Could be he doesn't notice how people talk in America. Or he hangs on to old words the way Ma used to hoard clothes that didn't fit anymore.

The photos in the box dwindle. Karan turns on a lamp.

He putzes in the kitchen and brings two mugs. “Orange pekoe tea” he says, as if it's special. And some cookies he calls rusks.

Uma watches TV as she sips and nibbles. He seems so pleased that she likes his tea.

What's a father supposed to be, anyway? Teacher, coach, older brother, friend and boyfriend all at once? And if she wasn't the kind of daughter he wanted, then … ?

She's still hungry. But for details, or food, or for something else this guy can give her?

Karan can't find the right pots and pans; he says he has to take Uma out to dinner.

“Suits me,” says Uma.

She'd have chosen any place where they serve chips with salsa or where you can get Singapore noodles, but he's paying so he gets to choose. She doesn't know restaurants and their prices in this city anyway.

A few miles out of town she follows him into Bistro Balti, a restaurant that could be a transplant from Detroit — it's just like the one Ma sometimes called for delivery. Takeout menus on a
sign behind a counter, only two other couples occupying dinerstyle tables and booths. Incongruously, each table has a white tablecloth.

Karan asks for the owner and he comes over, a slight, dark man with a moustache but no turban, dressed in a tuxedo with a purple cummerbund, like he's just come from a wedding.

“Sat Sri Akal, Doctor-sahib!”

“Salam Aleikum, Nadir!” Karan rises for a half hug and shakes hands.

“Nadirji is from Karachi,” Karan says. “Excellent squash player.
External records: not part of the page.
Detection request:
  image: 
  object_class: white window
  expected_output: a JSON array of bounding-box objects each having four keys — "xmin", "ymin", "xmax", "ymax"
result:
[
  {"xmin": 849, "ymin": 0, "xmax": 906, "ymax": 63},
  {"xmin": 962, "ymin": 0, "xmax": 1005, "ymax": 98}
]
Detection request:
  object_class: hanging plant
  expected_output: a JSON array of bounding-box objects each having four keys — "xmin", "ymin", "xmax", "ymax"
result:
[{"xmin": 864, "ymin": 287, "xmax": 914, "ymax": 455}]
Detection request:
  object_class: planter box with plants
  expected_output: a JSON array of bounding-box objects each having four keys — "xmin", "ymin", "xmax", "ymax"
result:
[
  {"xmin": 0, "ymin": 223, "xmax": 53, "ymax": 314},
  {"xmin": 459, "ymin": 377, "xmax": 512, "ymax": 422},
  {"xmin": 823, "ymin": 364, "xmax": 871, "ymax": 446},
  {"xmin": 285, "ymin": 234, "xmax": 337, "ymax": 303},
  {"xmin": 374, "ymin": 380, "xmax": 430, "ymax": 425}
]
Has to play very hard to work off his wonderful meals.”

Karachi — where has she heard of Karachi?

Nadirji laughs and pokes Karan in the stomach. “I say, eat much and you'll keep playing as well as you do!”

Karan is smiling and talking in Indian. Obviously explaining who she is. Nadirji's eyebrows jerk up and down and he glances at her uncertainly a few times.

Daniel Pearl, the journalist, was beheaded in Karachi. Karachi is in Pakistan, not India. And there's going to be a movie about it.

And what does any of that have to do with this man? Nothing. Absolutely nothing.

Nadirji says, “Dr. Karanbir has told you how we met? At the courthouse — we were being fingerprinted together. All day we sat there waiting, waiting. So we started talking. Do you know, we found out both our grandfathers are from Gurdaspur. Only mine fled to Karachi, his to Delhi. At least they chose the capital cities of the time.”

He laughs and slaps Karan on the back. “Dr. Karanbir said Partition was all because of economics. I said, Rubbish! All because of religion. So we started arguing and arguing. So then this Homeland Security guy, he comes up, says, Hey, are you fighting? So Dr. Karanbir says, No, no, sir! This is my friend.”

Nadirji beams.

Karan asks about Nadirji's younger brother — is he back in Karachi?

“Oh no,” says Nadirji. “Still he's sitting in the Detention Center in New Jersey. But they're saying they will send him back to Karachi any day.”

“And his wife?”

“She's here only, in San Diego. Still calling me every day — do something, call his lawyer. Call Homeland Security. Don't we know anyone with a relative working there? Talk to them in English. I tell her I
have
called, but they don't even take messages on their voice mail. So every week I'm sending the lawyer more money — what I can. And every week I'm giving her advice how to run my brother's appliance shop. But I too have a family.”

Jeez! Does he ever, and Karan's like a doctor, asking about the health of each one. Didn't he say he met Nadirji for squash last week? Brothers, parents, uncles — it's a friggin' assembly line.

“… and your cousin-brother? The one with the PhD in architecture?”

“Subhanallah! He found a job. Temporary, and he's only drafting, not designing, but it's a job.” For Uma's benefit, Nadir explains. “He was laid off after 9/11 — his boss told him he was scaring the clients. But he's tip-top in drawing with the computer. He has a wife and child to feed. So. Very difficult.”